For children who have undergone KP, the best next step is to ensure adequate follow-up and appropriate transition of care from childhood to adulthood so as to continuously monitor for manifestations of ESLD and refer for LT when needed. Progressive jaundice, recurrent bacterial cholangitis, portopulmonary hypertension, and hepatopulmonary syndrome warrant evaluation for LT. Implementation of objective scoring systems, including Model for End-stage Liver Disease and Pediatric End-stage Liver Disease score systems, have decreased the pediatric waitlist mortality and increased the number of patients receiving a deceased donor liver graft[55]. However, several manifestations of ESLD are not adequately reflected in these scoring systems, and thus many children with BA eventually require exception points to undergo LT[72]. Mortality risk has been shifted gradually to the pre-transplant period, and peri-transplant risks are mainly related to patient’s condition[73]. Receiving an LT at a young age allows for greater use of left lateral segment graft from a living donor without affecting the deceased donor pool. From another point of view, KP is far more cost-effective compared to pLT[74].

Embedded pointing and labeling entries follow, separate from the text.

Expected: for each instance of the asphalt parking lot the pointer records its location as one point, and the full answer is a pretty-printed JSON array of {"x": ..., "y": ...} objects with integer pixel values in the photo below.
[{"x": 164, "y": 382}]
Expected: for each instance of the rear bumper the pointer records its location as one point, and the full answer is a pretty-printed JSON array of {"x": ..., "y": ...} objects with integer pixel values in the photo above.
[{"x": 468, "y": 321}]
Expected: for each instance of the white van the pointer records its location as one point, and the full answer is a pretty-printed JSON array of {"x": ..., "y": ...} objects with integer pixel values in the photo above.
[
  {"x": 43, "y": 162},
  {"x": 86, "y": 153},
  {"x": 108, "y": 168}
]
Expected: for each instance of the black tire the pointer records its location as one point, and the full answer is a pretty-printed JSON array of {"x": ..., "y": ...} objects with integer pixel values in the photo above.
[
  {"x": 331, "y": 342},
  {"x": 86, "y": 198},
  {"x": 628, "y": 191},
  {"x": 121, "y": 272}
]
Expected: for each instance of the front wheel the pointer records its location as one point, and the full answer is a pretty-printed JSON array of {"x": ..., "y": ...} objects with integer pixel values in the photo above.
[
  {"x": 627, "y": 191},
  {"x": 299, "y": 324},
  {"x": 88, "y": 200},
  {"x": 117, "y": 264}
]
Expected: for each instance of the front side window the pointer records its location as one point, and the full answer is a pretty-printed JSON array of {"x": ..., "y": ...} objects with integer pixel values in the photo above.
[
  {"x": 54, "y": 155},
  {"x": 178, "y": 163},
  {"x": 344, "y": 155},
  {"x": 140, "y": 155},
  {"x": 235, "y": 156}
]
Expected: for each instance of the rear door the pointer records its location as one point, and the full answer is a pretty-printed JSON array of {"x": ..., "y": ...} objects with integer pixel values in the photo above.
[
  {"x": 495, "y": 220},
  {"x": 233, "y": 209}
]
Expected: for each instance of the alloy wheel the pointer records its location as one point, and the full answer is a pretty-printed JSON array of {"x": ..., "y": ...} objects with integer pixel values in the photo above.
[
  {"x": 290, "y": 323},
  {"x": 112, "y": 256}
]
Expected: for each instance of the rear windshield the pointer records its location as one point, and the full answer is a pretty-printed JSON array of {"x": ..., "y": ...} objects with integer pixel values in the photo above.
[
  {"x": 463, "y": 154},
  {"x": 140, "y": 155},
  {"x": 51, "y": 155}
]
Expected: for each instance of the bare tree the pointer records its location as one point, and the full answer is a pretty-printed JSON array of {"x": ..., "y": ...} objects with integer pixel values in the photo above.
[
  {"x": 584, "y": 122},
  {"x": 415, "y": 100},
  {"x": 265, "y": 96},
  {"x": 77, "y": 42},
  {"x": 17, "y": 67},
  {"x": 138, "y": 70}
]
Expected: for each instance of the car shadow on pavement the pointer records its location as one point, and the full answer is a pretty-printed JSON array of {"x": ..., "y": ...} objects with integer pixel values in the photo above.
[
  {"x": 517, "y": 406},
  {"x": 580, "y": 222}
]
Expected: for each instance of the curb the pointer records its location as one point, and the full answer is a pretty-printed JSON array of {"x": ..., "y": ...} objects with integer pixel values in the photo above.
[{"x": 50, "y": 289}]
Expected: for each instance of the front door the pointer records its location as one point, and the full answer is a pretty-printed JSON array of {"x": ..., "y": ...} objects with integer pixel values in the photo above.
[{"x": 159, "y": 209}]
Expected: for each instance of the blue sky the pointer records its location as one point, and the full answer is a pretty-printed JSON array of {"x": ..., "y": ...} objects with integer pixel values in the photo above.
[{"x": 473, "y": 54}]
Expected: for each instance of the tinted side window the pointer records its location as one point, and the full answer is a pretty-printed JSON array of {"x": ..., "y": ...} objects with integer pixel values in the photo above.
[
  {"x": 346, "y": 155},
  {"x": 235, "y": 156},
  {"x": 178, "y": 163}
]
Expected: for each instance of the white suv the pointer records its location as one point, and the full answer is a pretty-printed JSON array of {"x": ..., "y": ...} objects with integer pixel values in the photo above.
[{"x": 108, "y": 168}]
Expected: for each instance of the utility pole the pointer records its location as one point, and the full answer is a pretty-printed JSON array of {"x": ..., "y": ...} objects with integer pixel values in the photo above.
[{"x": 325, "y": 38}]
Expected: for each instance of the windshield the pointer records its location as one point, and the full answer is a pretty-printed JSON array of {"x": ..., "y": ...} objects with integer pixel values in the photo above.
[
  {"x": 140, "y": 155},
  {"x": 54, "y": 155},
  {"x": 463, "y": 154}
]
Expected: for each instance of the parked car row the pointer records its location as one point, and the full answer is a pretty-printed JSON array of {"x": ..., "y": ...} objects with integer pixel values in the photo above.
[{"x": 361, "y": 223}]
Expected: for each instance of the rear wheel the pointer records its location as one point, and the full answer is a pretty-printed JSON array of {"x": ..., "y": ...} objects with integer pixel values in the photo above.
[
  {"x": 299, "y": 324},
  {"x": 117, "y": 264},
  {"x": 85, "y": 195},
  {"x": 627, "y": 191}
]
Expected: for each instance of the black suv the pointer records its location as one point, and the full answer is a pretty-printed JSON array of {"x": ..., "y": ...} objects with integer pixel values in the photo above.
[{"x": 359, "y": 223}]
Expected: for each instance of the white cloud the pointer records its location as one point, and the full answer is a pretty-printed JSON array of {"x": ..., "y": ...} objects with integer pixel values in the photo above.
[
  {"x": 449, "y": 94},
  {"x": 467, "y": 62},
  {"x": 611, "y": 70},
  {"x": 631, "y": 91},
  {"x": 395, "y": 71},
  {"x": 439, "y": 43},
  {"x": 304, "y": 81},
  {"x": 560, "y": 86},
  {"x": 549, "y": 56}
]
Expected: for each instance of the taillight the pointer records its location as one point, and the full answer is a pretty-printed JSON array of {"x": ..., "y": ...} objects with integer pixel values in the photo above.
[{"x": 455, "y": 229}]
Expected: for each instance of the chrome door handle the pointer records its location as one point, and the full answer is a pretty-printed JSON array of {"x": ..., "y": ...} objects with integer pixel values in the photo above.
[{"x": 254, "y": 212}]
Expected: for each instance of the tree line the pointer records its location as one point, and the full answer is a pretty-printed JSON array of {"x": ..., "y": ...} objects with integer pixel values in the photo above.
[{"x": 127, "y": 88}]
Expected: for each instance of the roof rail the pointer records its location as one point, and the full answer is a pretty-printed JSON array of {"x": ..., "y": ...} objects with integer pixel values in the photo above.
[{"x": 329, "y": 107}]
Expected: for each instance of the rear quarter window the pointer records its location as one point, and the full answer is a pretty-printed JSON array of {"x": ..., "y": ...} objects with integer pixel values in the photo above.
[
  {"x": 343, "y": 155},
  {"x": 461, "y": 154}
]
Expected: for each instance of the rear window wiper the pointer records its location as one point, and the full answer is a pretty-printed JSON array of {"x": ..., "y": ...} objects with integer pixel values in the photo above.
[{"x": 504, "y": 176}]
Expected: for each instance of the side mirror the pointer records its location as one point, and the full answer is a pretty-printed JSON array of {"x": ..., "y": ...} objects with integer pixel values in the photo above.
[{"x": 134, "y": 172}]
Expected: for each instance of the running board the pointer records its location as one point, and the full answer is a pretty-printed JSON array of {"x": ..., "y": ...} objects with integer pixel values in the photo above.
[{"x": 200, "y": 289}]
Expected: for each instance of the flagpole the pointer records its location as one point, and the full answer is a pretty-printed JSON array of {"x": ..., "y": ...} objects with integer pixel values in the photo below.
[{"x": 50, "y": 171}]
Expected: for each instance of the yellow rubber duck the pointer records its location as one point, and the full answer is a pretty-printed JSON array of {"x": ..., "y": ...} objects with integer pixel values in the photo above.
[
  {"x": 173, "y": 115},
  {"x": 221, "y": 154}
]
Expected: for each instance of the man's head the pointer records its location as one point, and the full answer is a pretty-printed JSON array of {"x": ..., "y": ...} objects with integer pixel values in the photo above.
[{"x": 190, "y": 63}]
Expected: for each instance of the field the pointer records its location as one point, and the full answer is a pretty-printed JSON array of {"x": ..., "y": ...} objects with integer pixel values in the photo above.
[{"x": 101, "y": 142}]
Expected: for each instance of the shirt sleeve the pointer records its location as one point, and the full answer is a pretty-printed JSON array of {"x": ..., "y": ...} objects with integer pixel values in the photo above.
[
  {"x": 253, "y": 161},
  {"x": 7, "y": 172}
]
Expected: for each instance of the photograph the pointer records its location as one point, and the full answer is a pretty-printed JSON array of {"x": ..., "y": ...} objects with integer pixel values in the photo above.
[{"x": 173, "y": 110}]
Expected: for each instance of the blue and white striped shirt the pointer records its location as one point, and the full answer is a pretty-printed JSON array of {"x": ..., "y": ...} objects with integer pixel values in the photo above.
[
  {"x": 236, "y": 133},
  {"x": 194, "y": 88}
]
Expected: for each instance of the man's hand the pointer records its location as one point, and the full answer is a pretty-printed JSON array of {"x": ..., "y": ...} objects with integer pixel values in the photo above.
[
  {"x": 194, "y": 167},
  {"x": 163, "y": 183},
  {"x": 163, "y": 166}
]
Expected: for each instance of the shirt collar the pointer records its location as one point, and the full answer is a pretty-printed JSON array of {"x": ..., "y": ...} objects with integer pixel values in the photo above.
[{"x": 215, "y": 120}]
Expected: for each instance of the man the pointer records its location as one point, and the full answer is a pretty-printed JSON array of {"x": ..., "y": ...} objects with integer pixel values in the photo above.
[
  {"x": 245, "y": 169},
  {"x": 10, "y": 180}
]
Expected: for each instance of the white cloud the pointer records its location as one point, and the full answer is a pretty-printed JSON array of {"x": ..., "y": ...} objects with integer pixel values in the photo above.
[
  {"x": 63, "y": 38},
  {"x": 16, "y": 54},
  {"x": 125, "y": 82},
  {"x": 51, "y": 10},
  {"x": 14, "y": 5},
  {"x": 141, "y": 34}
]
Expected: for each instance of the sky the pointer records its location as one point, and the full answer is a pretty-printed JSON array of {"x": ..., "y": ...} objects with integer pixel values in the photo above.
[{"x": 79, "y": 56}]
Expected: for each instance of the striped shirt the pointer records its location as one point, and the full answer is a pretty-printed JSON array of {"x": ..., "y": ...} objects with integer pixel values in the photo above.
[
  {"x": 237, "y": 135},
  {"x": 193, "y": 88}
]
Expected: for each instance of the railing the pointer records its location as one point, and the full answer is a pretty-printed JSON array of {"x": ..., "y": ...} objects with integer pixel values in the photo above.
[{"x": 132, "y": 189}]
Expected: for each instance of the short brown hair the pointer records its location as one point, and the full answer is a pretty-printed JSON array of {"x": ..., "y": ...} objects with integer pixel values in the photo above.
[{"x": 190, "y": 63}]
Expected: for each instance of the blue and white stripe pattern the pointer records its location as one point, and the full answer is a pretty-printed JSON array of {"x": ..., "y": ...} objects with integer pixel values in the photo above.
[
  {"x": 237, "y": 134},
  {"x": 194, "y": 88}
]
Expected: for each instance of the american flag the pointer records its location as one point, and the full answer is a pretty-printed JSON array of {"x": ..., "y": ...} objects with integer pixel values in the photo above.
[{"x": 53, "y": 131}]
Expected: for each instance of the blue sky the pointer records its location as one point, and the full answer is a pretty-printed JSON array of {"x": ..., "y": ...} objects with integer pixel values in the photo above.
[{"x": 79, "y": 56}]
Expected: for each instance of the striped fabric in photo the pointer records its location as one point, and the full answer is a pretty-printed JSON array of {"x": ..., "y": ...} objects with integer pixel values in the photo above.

Timely diagnosis of BA is critical to optimizing the outcomes of KP, which should be performed as early as possible. Children with a delayed diagnosis of BA at high risk of early KP failure or those presenting with clear evidence of decompensated cirrhosis should be considered for pLT. Early KP failure requiring sLT within the first 2-3 years of life occurs in nearly half of all children with BA, but even those with a successful KP need life-long monitoring for progression of liver disease that may require sLT.

CONCLUSION

In conclusion, cooperation between pediatric and adult hepatologists, pediatric surgeons, and transplant surgeons is necessary for the management of BA patients. Close and long-term follow-up is required to monitor for manifestations of ESLD that may warrant evaluation for LT, as well as to improve quality of life along with survival outcomes. More prospective multicenter studies are needed to demonstrate a clear conclusion about the proper management of BA.